Однажды любое небо кончается. И ты падаешь не потому, что мир злой, а потому, что нигде не научился касаться земли.
Самая страшная правда не в том, что он был холодным.
Самая страшная правда – в трусости, переодетой в мудрость.
В нежелании пачкать руки жизнью, переименованном в «чистоту».
В страхе быть рядом, переименованном в «уважение к границам».
В бегстве от боли, переименованном в «понимание процессов».
Он не был злым.
Он был далёким.
А далёкость – это форма насилия, когда её выдаёшь за любовь.
Той зимой у него случилось «пробуждение по расписанию»: очередной курс, очередная ретроспектива, очередной список инсайтов. Он вышел в мороз, вдохнул, и в горле хрустнул сухой воздух. Впервые он не поднялся. Он сел на ступени и положил ладони на колени.
Холод был честнее его слов.
Камень под ладонями ответил телом.
Где-то внизу, очень тихо, прокатился тот самый гул – не как сигнал тревоги, а как звук жизни в земле.
Он закрыл глаза. И вдруг понял: его «дух» – это только половина. И она не держит.
Он увидел себя со стороны: голова – как светильник; сердце – как уголь, давно остывший; тело – как кресло.
И ещё увидел: пока он «сверху» обсуждает, «снизу» кто-то давно ждёт, чтобы его перестали стыдить и позвали домой.
Он прошептал: «Я не знаю как. Но я готов слушать».
Это было его первое доверие за много лет – не идее, не учителю, не плану, а тому, что живёт ниже слов.
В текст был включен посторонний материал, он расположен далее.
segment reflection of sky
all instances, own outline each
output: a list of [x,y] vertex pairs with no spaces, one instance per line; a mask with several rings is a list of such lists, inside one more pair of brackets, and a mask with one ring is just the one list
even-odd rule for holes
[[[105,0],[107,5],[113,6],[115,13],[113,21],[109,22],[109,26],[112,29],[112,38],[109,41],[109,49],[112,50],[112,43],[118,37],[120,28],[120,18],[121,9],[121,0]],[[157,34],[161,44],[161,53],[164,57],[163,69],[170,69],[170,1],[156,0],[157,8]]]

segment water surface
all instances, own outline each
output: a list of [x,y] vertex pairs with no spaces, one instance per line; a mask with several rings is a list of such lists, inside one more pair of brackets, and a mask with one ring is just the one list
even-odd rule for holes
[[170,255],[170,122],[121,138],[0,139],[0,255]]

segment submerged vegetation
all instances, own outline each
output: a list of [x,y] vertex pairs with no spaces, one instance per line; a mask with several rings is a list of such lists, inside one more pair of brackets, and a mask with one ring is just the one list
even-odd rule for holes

С тех пор ничего не стало «лучше».
Стало правдивее.
В разговорах он чаще молчал.
Там, где раньше торжествовали формулы, он вдруг спрашивал: «Ты хочешь, чтобы я был рядом, или хочешь, чтобы я объяснил?»
Иногда слышал: «Просто побудь». И оставался.
Иногда слышал: «Скажи, как быть». И говорил – но уже не из гордыни чистоты, а как из печи, где есть жар: медленнее, короче, без удовольствия победителя.
Тело ещё долго приходилось возвращать домой.
Ложиться на пол, класть ладони на живот, дышать вниз, слышать, как поднимается и опускается теплая тяжесть.
Ему было страшно.
Страшно доверять земле, потому что в детстве земля пахла супом и обидой.